According to the President, the country already has experience in making HIV/Aids drugs for the last 10 years under Cipla Quality Chemical Industries Limited.
“For us, we are moving on with what we call the pathogenic economy. The issue is whether Africa will move with us. We started long time ago with Aids drugs. Why should foreigners make money out of our sicknesses and not us?” he posed.
The President was meeting a team from the African Union at State House Entebbe on Thursday, which was on a verification mission of countries bidding to host the AMA headquarters.
Uganda is among the eight countries seeking to host the continental regulatory agency. They are Rwanda, Tanzania, Zimbabwe, Algeria, Egypt, Tunisia and Morocco.
AMA will provide a streamlined regulatory authority to improve quality medicines access and combat substandard imports in the continent.
Mr Museveni said Uganda has invested heavily in the medical sector, with more infrastructure coming up given its history with pandemics such as HIV/Aids, Ebola, Marburg and now coronavirus.
“We have dealt with all these epidemics, and now our people have the capacity. They are highly educated and qualified human resources. Uganda is now at stage six in two of the vaccine developments. We are moving, and we shall continue moving,” he said.
President Museveni called for Africa to work in a more collaborative way to produce a vaccine.
“We are already in advanced stage in what we are doing. For example, the Uganda Virus Institute was actually the one, which worked on the vaccine for Ebola. We would want our brothers to work with us... if one produces this reagent, others can produce a different one. There are also special mice, which are used in experiments, which need to be worked on. We can work in a collaborative way depending on who can do what is best. East Africa should work as a team because it’s a big effort,” he said.

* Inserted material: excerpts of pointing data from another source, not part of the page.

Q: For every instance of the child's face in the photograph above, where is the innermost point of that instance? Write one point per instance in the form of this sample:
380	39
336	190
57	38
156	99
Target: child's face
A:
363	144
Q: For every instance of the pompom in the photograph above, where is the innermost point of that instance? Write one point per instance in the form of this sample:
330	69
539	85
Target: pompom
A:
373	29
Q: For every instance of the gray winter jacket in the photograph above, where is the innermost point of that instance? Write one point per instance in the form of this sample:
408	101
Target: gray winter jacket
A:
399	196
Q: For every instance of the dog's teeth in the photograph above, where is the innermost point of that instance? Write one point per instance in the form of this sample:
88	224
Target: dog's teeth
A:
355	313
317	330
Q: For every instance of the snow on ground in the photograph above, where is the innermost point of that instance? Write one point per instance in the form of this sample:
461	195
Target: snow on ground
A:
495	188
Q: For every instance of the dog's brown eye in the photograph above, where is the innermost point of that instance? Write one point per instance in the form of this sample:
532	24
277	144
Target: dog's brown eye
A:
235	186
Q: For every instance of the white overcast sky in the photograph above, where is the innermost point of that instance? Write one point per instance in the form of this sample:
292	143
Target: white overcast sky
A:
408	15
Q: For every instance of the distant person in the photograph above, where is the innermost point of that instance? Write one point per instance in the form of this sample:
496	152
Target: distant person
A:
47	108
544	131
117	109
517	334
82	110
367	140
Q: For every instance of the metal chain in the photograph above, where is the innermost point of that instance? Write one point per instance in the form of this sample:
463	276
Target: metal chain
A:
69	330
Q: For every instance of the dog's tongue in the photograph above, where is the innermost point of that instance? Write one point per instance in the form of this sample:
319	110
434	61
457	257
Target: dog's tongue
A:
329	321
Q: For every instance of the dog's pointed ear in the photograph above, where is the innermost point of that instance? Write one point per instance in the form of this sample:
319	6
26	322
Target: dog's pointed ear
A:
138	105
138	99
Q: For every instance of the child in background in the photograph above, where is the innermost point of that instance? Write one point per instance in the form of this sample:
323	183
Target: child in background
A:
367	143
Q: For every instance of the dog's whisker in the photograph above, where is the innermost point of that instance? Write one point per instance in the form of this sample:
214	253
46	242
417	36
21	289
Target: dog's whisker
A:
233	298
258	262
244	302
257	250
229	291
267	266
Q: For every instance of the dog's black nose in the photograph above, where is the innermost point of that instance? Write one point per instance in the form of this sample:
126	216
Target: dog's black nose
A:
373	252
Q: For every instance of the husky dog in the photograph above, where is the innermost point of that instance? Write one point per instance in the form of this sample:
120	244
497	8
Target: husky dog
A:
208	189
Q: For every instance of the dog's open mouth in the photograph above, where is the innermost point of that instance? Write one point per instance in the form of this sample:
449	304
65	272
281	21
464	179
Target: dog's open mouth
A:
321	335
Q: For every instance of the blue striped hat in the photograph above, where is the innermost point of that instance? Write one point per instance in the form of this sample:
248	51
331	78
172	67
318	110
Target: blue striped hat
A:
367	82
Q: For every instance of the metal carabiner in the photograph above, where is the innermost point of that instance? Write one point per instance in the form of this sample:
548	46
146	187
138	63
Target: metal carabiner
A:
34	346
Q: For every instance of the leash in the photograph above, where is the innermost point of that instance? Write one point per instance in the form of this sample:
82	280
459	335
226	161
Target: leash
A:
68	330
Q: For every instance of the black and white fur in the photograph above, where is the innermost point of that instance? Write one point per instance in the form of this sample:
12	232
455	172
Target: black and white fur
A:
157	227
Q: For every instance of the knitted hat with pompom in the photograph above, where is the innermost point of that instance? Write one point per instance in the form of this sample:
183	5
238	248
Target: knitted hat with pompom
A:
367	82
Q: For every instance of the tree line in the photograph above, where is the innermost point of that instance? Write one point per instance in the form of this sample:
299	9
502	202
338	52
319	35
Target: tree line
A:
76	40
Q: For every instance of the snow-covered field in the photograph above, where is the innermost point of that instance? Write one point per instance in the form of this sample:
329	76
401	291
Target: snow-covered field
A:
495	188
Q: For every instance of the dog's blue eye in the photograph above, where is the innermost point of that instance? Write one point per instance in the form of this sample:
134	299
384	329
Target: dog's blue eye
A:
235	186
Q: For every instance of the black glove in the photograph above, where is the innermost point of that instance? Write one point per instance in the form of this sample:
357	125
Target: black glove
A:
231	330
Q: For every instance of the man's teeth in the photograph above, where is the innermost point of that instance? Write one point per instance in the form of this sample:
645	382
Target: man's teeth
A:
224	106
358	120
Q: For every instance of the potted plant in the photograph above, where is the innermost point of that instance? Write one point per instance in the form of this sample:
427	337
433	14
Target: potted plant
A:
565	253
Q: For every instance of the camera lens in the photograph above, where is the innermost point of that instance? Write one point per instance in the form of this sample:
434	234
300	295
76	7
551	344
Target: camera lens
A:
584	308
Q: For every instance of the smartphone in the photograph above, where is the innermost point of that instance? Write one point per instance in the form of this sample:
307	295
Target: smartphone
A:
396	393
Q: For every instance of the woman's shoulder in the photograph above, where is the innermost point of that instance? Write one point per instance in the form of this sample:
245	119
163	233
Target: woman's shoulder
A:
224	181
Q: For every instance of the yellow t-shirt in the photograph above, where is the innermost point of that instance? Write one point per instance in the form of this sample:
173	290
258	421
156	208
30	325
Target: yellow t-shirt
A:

Prof Aggrey John Douglas Ambali led the AU team from the AU Development Agency (AUDA-NEPAD).
According to Dr Diana Atwine, the permanent secretary in Uganda’s Ministry of Health, the AU delegation, which arrived in the country on Wednesday, opened the bid for Uganda and is now verifying documents.
On November 1, 2021, Uganda became the 26th AU member state to sign the treaty to establish African Medicines Agency (AMA) at the AU Commission in Addis Ababa.
AMA aspires to enhance the capacity of state parties and AU recognised Regional Economic Communities (RECs) to regulate medical products to improve access to quality, safe and efficacious medical products on the continent.
AMA will be the second specialised health agency of the African Union after the Africa Centres for Disease Control and Prevention.